İkinci temel araç ise Merkez Bankası döviz rezervlerinden piyasaya döviz sürülmesi olarak değerlendirilebilir. Dövize olan talebi karşılamak adına Merkez Bankası 27 Şubat 2015 tarihi itibari ile günlük olarak piyasa koşullarına göre döviz satımı yapacağı duyurusunu yayınlamıştır. Bu itibarla Türkiye Merkez Bankası’nın 27.02.2015 tarihi itibari ile 108 Milyar 641 milyon dolar değerinde rezerevi bulunduğu beyan edilmektedir.

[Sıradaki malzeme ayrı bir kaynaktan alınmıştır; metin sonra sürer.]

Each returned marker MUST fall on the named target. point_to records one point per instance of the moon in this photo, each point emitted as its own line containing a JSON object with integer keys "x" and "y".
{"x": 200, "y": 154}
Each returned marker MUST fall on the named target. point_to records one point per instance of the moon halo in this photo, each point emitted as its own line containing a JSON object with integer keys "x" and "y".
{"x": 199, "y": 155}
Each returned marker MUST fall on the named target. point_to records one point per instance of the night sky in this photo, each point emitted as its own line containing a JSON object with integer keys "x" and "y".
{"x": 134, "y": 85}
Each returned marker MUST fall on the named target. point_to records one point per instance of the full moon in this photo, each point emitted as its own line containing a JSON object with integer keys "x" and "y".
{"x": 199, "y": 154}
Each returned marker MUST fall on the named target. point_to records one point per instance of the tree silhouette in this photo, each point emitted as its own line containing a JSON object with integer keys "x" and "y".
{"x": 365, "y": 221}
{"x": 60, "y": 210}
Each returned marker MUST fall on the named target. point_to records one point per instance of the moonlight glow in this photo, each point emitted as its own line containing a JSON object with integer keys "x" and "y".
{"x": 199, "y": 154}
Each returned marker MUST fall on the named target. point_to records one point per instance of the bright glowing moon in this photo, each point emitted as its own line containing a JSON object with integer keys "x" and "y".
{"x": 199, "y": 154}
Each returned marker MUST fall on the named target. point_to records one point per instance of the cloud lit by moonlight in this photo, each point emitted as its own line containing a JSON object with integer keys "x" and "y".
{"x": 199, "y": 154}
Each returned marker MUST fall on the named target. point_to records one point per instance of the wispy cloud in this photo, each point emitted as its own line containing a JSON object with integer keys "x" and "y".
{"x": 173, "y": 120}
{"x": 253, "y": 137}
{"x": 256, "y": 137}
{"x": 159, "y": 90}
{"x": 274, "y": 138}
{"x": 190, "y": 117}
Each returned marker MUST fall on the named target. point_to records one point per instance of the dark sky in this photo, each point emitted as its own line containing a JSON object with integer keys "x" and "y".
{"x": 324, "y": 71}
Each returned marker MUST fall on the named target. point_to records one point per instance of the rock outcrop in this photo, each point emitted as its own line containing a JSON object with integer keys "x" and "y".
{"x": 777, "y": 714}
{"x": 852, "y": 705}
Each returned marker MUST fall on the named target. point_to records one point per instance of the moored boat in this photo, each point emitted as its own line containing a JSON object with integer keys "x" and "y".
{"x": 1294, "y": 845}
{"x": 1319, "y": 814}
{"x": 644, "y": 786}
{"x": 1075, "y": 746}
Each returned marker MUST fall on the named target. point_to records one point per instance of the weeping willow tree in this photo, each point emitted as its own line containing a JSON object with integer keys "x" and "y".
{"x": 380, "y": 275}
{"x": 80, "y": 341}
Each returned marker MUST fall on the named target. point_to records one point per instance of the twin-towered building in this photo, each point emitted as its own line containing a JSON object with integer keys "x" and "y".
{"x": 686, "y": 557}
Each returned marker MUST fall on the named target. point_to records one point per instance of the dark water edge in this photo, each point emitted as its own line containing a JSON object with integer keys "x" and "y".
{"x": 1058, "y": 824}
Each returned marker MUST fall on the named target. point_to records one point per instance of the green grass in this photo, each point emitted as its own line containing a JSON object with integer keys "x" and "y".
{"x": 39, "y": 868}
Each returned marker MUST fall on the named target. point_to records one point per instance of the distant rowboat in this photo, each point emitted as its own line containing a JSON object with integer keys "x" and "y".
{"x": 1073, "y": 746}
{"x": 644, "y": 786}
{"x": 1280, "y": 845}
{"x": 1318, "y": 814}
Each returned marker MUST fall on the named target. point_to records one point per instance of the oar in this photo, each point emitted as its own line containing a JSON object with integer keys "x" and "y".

Döviz kurlarının ilerleyen dönemde nereye gideceği sorusu bahse konu müdahalelerin etkinliğine bağlı olarak şekillenecektir. Para, Kur ve Faiz politikasını belirlemede sorumlu Türkiye Merkez Bankası’dır. Dolayısı ile stratejik politikaları ve ekonomik hedefleri doğrultusundaki uygulamalarda hangi araçları kullanacağını belirleme yetkisi bulunmaktadır. Bu bağlamda faiz politikası değişmeden piyasaya döviz arzı sunulması döviz kurlarının azalmasında yeterli olacak mı sorusunun yanıtını hep birlikte göreceğiz. Döviz reservlerinin beklenen miktarların altına düşecek şekilde azalmasının piyasaya olumsuz tesir edeceği ayrı bir faktör olarak karşımıza çıkmaktadır. Dolayısı ile para ve kur politikası çerçevesinde atılan ilk müdahele yeterli olmassa faiz politikasının değiştirilmesi kaçınılmaz bir sonuç yaratabilir.